While this question has already been answered, I think there are some other points to mention:
If you want lazy-instantiation of the singleton while using a pointer to a dynamically allocated instance, you'll have to make sure you clean it up at the right point.
You could use Matt's solution, but you'd need to use a proper mutex/critical section for locking, and by checking "pObj == NULL" both before and after the lock. Of course, pObj would also have to be static ;)
.
A mutex would be unnecessarily heavy in this case, you'd be better going with a critical section.
But as already stated, you can't guarantee threadsafe lazy-initialisation without using at least one synchronisation primitive.
Edit: Yup Derek, you're right. My bad. :)

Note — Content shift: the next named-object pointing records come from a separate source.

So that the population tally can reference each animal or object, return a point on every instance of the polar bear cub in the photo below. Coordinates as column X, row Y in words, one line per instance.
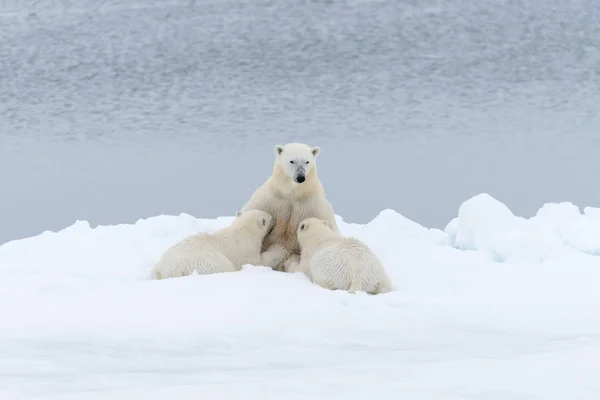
column 226, row 250
column 292, row 193
column 336, row 262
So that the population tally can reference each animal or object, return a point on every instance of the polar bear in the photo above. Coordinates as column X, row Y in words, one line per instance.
column 223, row 251
column 336, row 262
column 292, row 193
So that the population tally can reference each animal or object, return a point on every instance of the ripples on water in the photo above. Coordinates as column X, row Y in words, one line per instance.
column 112, row 113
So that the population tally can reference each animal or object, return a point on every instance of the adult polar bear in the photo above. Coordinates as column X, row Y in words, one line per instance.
column 291, row 194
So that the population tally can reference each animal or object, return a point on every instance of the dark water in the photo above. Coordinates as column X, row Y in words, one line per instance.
column 114, row 111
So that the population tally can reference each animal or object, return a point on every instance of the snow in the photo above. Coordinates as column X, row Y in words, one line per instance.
column 494, row 307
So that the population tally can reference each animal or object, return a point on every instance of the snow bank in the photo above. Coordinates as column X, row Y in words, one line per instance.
column 487, row 225
column 79, row 319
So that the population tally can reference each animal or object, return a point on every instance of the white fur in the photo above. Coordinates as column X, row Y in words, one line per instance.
column 336, row 262
column 226, row 250
column 290, row 201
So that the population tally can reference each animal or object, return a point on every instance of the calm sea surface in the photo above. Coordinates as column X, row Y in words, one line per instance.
column 113, row 112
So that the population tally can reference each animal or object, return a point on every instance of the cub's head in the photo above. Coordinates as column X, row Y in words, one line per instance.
column 296, row 160
column 312, row 228
column 257, row 221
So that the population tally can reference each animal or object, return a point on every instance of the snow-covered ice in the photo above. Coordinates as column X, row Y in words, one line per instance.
column 495, row 307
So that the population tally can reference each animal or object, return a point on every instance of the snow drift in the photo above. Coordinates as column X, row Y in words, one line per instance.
column 495, row 306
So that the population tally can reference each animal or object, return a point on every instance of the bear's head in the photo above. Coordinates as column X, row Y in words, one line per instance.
column 296, row 160
column 256, row 221
column 313, row 228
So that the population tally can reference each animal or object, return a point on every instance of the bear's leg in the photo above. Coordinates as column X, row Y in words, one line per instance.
column 273, row 256
column 292, row 264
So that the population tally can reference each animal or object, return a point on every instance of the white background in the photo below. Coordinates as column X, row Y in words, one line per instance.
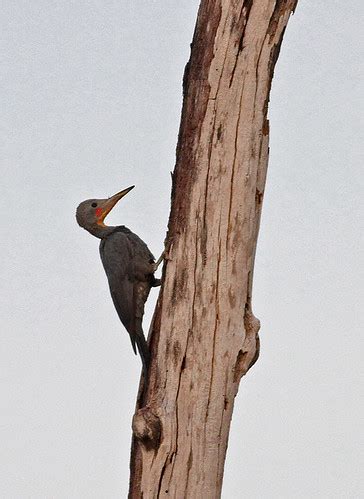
column 91, row 99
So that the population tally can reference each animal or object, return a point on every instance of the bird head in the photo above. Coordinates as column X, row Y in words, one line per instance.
column 91, row 213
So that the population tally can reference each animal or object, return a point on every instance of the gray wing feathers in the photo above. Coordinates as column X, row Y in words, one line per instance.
column 128, row 264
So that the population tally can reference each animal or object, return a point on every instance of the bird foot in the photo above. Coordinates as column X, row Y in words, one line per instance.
column 159, row 261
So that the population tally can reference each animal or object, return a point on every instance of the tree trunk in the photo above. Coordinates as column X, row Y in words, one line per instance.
column 204, row 336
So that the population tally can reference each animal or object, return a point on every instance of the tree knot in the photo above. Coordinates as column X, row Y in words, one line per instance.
column 147, row 428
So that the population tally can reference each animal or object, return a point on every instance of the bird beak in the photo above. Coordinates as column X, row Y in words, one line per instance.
column 111, row 202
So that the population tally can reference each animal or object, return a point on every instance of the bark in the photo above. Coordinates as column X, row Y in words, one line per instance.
column 204, row 336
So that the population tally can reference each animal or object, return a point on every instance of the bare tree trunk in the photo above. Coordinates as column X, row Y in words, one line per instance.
column 204, row 336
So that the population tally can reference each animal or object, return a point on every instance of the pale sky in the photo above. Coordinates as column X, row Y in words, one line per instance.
column 91, row 100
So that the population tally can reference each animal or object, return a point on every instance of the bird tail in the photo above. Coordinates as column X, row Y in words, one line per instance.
column 143, row 348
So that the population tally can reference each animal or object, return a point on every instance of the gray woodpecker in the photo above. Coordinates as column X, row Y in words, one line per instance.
column 129, row 266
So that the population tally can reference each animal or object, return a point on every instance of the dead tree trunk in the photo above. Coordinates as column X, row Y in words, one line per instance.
column 204, row 336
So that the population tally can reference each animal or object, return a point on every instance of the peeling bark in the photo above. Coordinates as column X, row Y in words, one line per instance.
column 204, row 336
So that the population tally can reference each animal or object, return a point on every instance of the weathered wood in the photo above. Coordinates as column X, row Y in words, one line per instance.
column 204, row 335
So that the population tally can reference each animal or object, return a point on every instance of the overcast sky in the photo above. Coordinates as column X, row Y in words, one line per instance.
column 91, row 99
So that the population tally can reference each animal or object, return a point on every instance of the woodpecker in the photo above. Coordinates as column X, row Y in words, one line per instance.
column 129, row 267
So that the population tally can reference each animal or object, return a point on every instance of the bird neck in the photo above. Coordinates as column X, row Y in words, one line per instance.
column 100, row 231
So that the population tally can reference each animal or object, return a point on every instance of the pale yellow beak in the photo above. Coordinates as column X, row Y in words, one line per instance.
column 109, row 204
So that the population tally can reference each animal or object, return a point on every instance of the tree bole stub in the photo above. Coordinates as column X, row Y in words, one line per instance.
column 204, row 336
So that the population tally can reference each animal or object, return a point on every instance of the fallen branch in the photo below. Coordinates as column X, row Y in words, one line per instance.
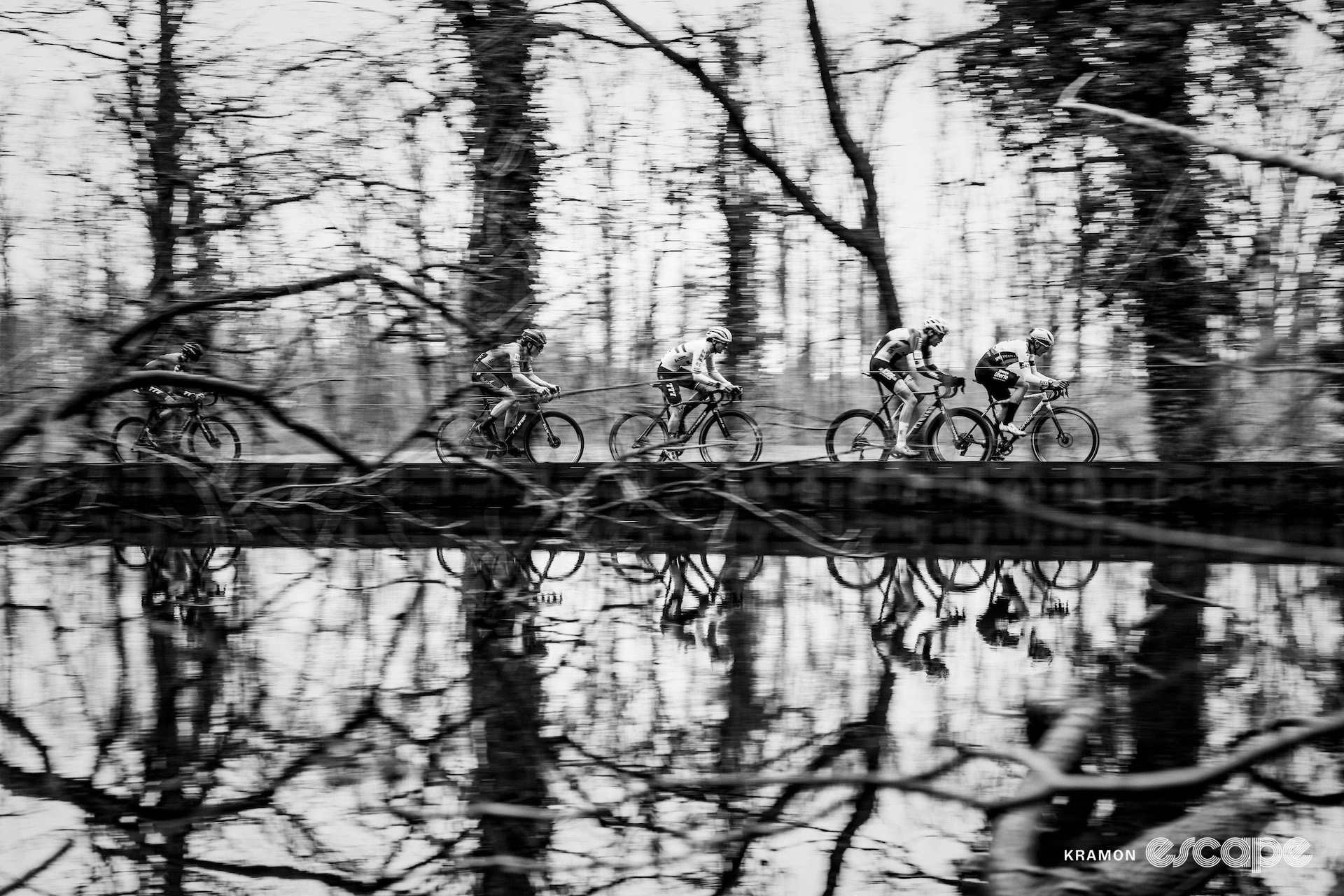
column 99, row 391
column 1292, row 162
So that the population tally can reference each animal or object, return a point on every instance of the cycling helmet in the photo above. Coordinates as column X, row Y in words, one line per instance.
column 1040, row 340
column 720, row 335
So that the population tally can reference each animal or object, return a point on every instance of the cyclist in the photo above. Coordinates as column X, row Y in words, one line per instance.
column 163, row 412
column 1009, row 367
column 505, row 371
column 909, row 347
column 691, row 365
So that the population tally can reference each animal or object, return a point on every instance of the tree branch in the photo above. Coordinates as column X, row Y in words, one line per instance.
column 99, row 391
column 234, row 298
column 1292, row 162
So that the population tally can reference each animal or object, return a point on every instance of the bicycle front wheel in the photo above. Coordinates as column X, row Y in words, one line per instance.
column 553, row 438
column 635, row 434
column 214, row 440
column 1063, row 434
column 960, row 434
column 128, row 441
column 858, row 435
column 730, row 437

You could use Matt's solution, but you'd need to use a proper mutex/critical section for locking, and by checking "pObj == NULL" both before and after the lock. Of course, pObj would also have to be static ;) . A mutex would be unnecessarily heavy in this case, you'd be better going with a critical section.
OJ, that doesn't work. As Chris pointed out, that's double-check locking, which is not guaranteed to work in the current C++ standard. See: C++ and the Perils of Double-Checked Locking
Edit: No problem, OJ. It's really nice in languages where it does work. I expect it will work in C++0x (though I'm not certain), because it's such a convenient idiom.
read on weak memory model. It can break double-checked locks and spinlocks. Intel is strong memory model (yet), so on Intel it's easier
carefully use "volatile" to avoid caching of parts the object in registers, otherwise you'll have initialized the object pointer, but not the object itself, and the other thread will crash
the order of static variables initialization versus shared code loading is sometimes not trivial. I've seen cases when the code to destruct an object was already unloaded, so the program crashed on exit
such objects are hard to destroy properly
In general singletons are hard to do right and hard to debug. It's better to avoid them altogether.
I suppose saying don't do this because it's not safe and will probably break more often than just initializing this stuff in main() isn't going to be that popular.
(And yes, I know that suggesting that means you shouldn't attempt to do interesting stuff in constructors of global objects. That's the point.)